Contributed content showcases your industry expertise and increases your web traffic. The backlinks build your authority with search engines, which overlaps with your marketing strategy, particularly with your SEO strategy.
14. Publishing announcements on social media
All of your B2B public relations efforts should be part of your social strategy, and vice versa. You can boost your wins and expand your press content on social. Interviews, guest blogs and industry achievements are unique wins for social. LinkedIn and Twitter are great platforms to share exciting B2B news, particularly announcements about awards, press coverage and company news. PR experts recommend tagging the reporter and/or media outlet and incorporating any relevant hashtags. Reaching out to reporters via their social accounts can also prove to be an effective method for generating interest and coverage.
15. Building brand reputation with transparency
Today’s decision-makers are making thoughtful investments, partnerships and purchases. They’re changing how we speak about companies. They want to know where businesses stand on certain causes. As a result, today’s B2B companies are incorporating transparency into their PR strategy, particularly around diversity, social impact and environmental efforts.

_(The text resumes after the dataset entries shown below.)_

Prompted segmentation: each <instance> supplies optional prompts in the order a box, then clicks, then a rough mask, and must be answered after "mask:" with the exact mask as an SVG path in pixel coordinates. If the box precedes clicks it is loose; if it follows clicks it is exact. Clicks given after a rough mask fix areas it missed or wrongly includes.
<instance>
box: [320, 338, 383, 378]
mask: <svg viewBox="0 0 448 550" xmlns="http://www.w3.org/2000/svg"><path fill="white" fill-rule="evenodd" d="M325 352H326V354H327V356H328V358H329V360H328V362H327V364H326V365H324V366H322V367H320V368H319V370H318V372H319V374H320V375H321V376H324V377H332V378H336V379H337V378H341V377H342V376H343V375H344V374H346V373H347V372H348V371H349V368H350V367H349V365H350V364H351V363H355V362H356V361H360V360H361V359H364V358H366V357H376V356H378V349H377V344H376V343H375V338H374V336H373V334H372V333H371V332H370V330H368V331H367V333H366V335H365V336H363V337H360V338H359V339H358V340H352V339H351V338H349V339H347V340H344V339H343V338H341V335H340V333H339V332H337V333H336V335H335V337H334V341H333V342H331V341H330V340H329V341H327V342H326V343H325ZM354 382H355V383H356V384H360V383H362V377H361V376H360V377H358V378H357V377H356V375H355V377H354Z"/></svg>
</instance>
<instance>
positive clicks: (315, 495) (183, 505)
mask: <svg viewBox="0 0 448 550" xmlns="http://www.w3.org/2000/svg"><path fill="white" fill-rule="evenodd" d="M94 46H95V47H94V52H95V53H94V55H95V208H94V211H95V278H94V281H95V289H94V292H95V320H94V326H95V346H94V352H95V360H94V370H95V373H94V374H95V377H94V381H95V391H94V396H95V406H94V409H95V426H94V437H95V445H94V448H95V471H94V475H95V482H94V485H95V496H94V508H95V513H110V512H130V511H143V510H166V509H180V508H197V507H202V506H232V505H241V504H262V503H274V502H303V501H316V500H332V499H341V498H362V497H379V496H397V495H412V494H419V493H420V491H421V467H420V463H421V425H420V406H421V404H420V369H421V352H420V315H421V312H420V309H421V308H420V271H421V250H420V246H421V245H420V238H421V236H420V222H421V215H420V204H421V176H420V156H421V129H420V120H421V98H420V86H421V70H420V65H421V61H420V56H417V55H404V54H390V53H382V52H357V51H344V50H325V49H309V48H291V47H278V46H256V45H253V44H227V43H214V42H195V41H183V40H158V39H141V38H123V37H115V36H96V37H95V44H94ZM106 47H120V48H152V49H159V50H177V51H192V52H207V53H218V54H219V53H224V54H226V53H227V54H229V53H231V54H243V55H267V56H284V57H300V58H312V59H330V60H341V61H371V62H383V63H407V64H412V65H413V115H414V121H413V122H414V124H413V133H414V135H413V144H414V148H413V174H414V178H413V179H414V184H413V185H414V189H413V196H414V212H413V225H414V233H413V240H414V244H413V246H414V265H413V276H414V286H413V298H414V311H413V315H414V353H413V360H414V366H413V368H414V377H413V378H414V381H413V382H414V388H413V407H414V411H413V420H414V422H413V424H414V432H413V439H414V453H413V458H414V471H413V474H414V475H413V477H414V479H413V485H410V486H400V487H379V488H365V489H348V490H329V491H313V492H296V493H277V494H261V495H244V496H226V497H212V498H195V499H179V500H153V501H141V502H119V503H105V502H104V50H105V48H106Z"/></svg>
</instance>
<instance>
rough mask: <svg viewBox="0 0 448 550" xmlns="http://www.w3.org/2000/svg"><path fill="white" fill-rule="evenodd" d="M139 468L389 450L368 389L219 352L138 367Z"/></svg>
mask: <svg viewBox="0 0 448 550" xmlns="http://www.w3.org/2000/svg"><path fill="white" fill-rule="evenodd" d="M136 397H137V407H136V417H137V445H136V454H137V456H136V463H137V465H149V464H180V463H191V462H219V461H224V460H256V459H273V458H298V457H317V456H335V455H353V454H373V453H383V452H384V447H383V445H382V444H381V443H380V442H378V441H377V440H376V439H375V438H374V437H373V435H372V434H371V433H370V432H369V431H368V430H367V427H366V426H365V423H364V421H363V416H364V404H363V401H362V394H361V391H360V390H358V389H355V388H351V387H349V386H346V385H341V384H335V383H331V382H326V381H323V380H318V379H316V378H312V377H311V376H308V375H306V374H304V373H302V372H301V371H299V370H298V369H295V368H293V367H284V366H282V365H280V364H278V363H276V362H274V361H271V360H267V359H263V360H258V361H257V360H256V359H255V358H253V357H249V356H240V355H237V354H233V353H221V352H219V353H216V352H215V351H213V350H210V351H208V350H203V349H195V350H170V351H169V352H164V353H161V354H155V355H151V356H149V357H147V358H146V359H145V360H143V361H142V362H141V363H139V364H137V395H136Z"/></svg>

It’s critical that your internal and external communications are in line—your brand reputation can be ruined if an inappropriate internal email gets out. Use your public relations campaigns to be vocal about your company beliefs, values and humanitarian efforts and announce which nonprofits you support. Your clients care.
16. Setting up, overseeing and reporting PR measurements
In much the same way marketing departments measure return on ad spend, your B2B PR strategy should include measuring your PR engagement, reach, sentiment and volume. There are platforms that measure how much coverage you are getting, the overall sentiment of the coverage, how many prospects click on a backlink and how many web visitors PR efforts are driving to your site. PR wins should be supported with hard data.
Listening software, such as Sprout Social or Mention, is valuable to public relations audits, helping to understand brand sentiment and share of voice. Set up alerts to see what people are saying about your brand on social platforms, media outlets and forums. This way, you will be notified if there’s a sudden increase in mentions or any negative discussions occurring around your brand, and they can respond immediately. This gives you the chance to get ahead of a crisis before it gets out of control.
B2B PR experts will also recommend putting together visual reports that supply a holistic view of your position in the market. Create a multi-month view on all the social mentions and coverage your company receives and compare it to your top competitors, specifically looking at reach, views, influence and engagement. You can then analyze what is and isn’t working for both your company and your competitors in order to better inform your overall PR strategy moving forward.
Quality share of voice can build brand reputation quicker than a larger share of voice. Measure quality placements by the authority of media outlets, and compare your quality share of voice against your competitors to see who’s getting the best quality coverage. It provides a good snapshot of positive, neutral and negative coverage.
As you can see, PR for B2B companies is anything but simple. It often requires a public relations expert who has mastered the B2B space in order to be executed effectively. However, we hope this provides you with a better idea of the tools and strategy needed to increase your brand reputation and showcase your industry authority in a measurable way through your public relations efforts.